• happybadger [he/him]
    ·
    4 years ago

    It's a significant mayoral position but it's not a national position and as a progressive he's either coming up against the most powerful concentrations of neoliberalism in the country with a half-baked ideological counter to them or he's immediately going to be pulled right by those forces and sabotage what little credentials he had as a progressive. To me that's a step down from what Buttigieg got, where he can at least advocate for policies at a federal level. Buttigieg can blame his failures on other federal entities but still push a pie-in-the-sky dream of functioning rail infrastructure.
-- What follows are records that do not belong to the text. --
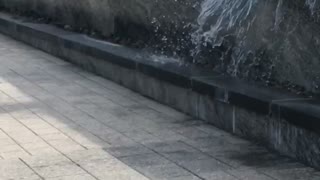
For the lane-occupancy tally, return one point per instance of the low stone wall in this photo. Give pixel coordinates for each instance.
(284, 122)
(105, 16)
(274, 42)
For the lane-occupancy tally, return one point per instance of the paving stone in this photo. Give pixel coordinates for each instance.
(15, 169)
(44, 161)
(165, 147)
(218, 175)
(204, 166)
(294, 173)
(179, 156)
(50, 107)
(122, 151)
(165, 171)
(145, 160)
(63, 169)
(88, 155)
(74, 177)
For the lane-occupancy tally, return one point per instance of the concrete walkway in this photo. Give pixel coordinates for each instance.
(60, 122)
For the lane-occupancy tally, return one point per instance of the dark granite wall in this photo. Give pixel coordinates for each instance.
(277, 43)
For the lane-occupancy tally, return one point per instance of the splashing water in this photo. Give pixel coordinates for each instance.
(251, 29)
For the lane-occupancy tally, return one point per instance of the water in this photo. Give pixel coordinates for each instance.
(259, 38)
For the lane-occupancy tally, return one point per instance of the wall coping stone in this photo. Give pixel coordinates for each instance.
(300, 111)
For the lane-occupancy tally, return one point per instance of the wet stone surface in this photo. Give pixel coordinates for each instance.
(55, 116)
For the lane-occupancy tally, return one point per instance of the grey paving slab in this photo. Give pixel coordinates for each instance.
(59, 122)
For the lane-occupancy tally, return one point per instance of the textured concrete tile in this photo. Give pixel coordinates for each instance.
(88, 155)
(218, 175)
(66, 145)
(44, 161)
(248, 174)
(122, 151)
(145, 160)
(165, 171)
(204, 166)
(180, 156)
(165, 147)
(74, 177)
(294, 173)
(15, 169)
(63, 169)
(103, 165)
(79, 114)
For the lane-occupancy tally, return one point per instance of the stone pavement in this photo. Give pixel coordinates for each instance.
(58, 122)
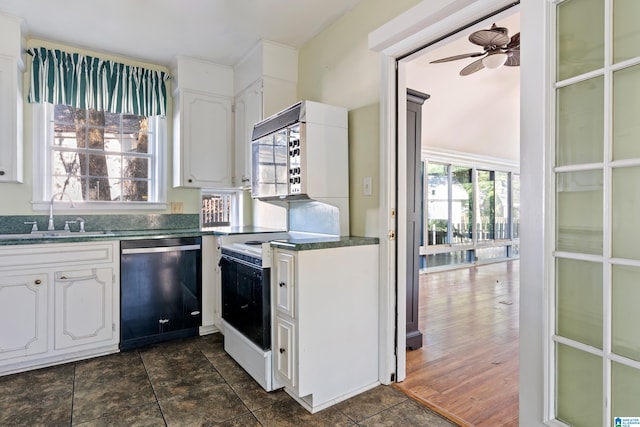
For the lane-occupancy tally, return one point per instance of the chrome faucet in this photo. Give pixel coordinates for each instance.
(61, 193)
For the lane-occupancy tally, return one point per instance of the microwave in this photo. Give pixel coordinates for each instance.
(277, 167)
(301, 153)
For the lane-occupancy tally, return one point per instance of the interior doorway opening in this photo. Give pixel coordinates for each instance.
(471, 122)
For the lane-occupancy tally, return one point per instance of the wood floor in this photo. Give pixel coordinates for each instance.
(467, 369)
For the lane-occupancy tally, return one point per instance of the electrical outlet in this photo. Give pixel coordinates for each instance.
(177, 207)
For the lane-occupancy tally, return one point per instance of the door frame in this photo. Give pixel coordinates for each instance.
(423, 24)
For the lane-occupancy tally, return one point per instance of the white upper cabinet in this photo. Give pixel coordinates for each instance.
(248, 112)
(265, 82)
(11, 67)
(202, 124)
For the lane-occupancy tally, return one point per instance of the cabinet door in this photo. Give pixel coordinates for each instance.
(83, 307)
(285, 283)
(204, 158)
(285, 352)
(248, 112)
(23, 315)
(10, 121)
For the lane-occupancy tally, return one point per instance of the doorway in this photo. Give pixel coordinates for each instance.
(470, 124)
(427, 22)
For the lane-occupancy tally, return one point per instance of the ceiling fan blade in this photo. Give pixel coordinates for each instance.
(489, 38)
(456, 57)
(513, 58)
(515, 42)
(472, 68)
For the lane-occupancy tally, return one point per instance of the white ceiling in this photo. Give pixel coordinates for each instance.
(156, 31)
(479, 113)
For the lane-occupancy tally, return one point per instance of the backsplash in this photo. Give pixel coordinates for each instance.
(15, 223)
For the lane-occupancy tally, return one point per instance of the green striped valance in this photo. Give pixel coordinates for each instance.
(92, 83)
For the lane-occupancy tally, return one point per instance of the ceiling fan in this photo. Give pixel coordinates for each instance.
(499, 50)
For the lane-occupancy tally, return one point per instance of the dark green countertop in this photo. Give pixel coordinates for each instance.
(298, 241)
(312, 243)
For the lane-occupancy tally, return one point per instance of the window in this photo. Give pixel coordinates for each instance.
(99, 129)
(472, 214)
(219, 208)
(98, 157)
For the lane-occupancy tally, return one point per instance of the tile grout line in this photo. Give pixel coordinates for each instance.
(73, 393)
(144, 365)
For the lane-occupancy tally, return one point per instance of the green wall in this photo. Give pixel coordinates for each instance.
(337, 67)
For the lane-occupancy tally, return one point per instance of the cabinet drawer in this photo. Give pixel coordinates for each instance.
(285, 352)
(30, 256)
(285, 283)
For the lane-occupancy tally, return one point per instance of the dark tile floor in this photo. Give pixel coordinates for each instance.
(190, 382)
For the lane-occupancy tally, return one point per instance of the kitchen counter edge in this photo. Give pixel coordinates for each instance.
(294, 244)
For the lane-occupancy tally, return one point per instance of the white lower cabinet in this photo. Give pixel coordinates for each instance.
(284, 352)
(58, 302)
(84, 307)
(325, 317)
(23, 315)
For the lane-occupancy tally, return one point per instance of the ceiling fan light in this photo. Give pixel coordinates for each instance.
(494, 60)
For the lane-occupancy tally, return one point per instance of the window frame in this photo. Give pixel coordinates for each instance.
(42, 136)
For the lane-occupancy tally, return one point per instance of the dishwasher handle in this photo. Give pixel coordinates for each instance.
(160, 249)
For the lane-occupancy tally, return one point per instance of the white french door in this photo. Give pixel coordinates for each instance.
(595, 336)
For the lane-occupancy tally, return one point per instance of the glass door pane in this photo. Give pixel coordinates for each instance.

Yang will have the full responsibility of implementing policies hostile to all of the entrenched powers of an authoritarian city-state without them being neutered to the point of uselessness by every other liberal.

    To me that's giving him the rope to hang himself with. If he loses the primary he's the guy who fails at a national and local level. If he wins the election he's Andrew Yang and people expect him to be Bernie-lite instead of a techbro now affiliated with the NYPD and Wall Street.

    • DetroitLolcat [he/him]
      ·
      edit-2
      4 years ago

      I mean yeah it's a step down from what Buttigieg got, Yang got like one-tenth of the vote Buttigieg got in the primary. Buttigieg got fifth place overall and "won" a state, Yang dropped out after getting dump-trucked by Tulsi Gabbard and Tom Steyer in New Hampshire.

      I also don't think Yang cares about his progressive credentials. I don't think Yang ran as a progressive in the primary nor does he want to be referred to as one. He was the farthest right candidate in the primary on entitlement spending and the minimum wage and after dropping out bashed Bernie on CNN then endorsed Biden. He is the future of centrist Dems and ran as such. I don't think people are voting Yang expecting him to be Bernie-lite nor do I think he wants to be Bernie-lite.